Por fim, a Resolução 03/2016/STJ inaugurou a possibilidade de ajuizamento de Reclamação Constitucional no respectivo Tribunal de Justiça quando houver divergência entre acórdão prolatado por Turma Recursal Estadual e do Distrito Federal e a jurisprudência do STJ consolidada: (1) em incidente de assunção de competência (art. 947, do CPC/15); (2) incidente de resolução de demandas repetitivas (art. 976, do CPC/15); (3) julgamento de Recurso Especial Repetitivo; (4) Enunciado de Súmula do STJ e (5) Precedentes do STJ.
Antes da Resolução 03/2016 do STJ, a matéria era regulada pela Resolução 12 de 2009, a qual previa a possibilidade de ajuizamento da Reclamação no próprio STJ. Todavia, em razão do exacerbado número de Reclamações endereçadas à Corte Superior, a qual não possui estrutura para concentrar o julgamento de ações em Primeiro Grau de Jurisdição, ante sua natureza típica recursal, houve a delegação aos Tribunais de Justiça dos Estados, diluindo a competência que outrora era concentrada.
Entretanto, conforme preceitua o art. 988, caput e §1º, do CPC/15, a Reclamação tem como principais fundamentos preservar a competência do Tribunal e garantir a autoridade de suas decisões, competindo o julgamento ao órgão jurisdicional cuja competência se busca preservar ou cuja autoridade se pretenda garantir.
No caso ímpar da Resolução 03/2016 do STJ, foi inaugurada uma Reclamação sui generis, vez que a competência foi delegada para órgão judiciário distinto daquele que prolatou a decisão.

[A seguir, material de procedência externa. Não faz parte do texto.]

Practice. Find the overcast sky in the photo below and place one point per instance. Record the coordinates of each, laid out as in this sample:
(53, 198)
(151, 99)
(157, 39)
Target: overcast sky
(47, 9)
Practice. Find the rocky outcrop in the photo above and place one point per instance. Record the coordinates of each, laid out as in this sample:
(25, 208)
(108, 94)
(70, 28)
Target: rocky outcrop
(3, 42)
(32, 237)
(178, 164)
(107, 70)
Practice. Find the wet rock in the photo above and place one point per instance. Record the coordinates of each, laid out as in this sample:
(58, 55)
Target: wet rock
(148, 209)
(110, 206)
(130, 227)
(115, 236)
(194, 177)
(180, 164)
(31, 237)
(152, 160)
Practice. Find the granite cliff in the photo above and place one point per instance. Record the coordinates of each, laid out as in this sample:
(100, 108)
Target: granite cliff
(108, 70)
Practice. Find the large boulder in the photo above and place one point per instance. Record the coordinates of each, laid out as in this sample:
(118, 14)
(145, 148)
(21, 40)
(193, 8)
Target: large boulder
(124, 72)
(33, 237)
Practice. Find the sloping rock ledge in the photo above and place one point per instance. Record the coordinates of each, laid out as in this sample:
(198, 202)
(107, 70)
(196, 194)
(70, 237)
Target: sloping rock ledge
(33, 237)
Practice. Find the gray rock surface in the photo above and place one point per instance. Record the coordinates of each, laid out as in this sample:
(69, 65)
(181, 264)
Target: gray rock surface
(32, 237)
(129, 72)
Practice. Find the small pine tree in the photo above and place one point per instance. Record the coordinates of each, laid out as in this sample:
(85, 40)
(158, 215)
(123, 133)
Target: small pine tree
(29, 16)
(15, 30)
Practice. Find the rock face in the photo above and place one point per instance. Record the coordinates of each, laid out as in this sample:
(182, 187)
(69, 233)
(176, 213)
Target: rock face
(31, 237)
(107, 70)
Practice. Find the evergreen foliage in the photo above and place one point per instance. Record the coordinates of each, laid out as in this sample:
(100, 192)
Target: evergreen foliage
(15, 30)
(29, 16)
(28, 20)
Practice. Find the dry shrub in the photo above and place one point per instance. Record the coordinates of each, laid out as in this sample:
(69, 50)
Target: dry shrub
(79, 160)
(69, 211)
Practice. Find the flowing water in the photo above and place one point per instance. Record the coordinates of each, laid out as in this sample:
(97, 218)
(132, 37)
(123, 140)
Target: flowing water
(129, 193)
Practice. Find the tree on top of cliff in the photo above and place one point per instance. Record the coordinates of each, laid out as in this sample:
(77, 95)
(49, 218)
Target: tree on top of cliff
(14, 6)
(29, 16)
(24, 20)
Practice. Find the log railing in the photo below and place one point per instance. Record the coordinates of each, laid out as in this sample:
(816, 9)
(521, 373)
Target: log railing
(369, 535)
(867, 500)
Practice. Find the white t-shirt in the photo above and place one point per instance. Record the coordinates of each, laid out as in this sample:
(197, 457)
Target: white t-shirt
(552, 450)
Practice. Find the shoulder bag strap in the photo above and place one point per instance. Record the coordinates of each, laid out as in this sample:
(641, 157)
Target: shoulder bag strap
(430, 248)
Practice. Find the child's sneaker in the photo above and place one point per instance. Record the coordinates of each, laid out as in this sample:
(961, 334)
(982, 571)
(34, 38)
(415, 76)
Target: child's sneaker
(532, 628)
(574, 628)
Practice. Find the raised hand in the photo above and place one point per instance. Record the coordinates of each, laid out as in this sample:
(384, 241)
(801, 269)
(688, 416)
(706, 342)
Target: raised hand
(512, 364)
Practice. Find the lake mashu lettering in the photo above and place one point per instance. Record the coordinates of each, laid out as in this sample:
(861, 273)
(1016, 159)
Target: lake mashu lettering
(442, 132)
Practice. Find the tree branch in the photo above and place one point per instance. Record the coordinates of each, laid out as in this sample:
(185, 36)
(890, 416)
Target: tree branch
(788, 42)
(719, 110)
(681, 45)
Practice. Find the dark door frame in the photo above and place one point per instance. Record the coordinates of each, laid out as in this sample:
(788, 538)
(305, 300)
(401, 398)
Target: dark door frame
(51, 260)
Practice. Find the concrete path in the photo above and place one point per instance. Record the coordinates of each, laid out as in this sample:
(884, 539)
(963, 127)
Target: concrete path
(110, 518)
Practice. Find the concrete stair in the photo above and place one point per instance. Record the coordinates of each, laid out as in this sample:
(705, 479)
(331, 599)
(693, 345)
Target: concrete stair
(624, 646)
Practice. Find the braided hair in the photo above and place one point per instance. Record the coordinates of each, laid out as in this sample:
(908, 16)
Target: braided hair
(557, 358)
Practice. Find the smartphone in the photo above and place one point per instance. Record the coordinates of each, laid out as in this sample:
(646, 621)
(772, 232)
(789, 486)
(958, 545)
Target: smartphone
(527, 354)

Dito de outra forma, o Tribunal de Justiça deverá analisar o acórdão da Turma Recursal tomando como parâmetro decisão de outro tribunal, no caso, do STJ.
Assim, o único caso em que seria cabível o ajuizamento de Reclamação contra acórdão prolatado por Turma Recursal seria no âmbito dos Juizados Especiais Cíveis e Criminais, nos termos da Resolução 03/2016 do STJ, ainda que se trate de uma Reclamação sui generis.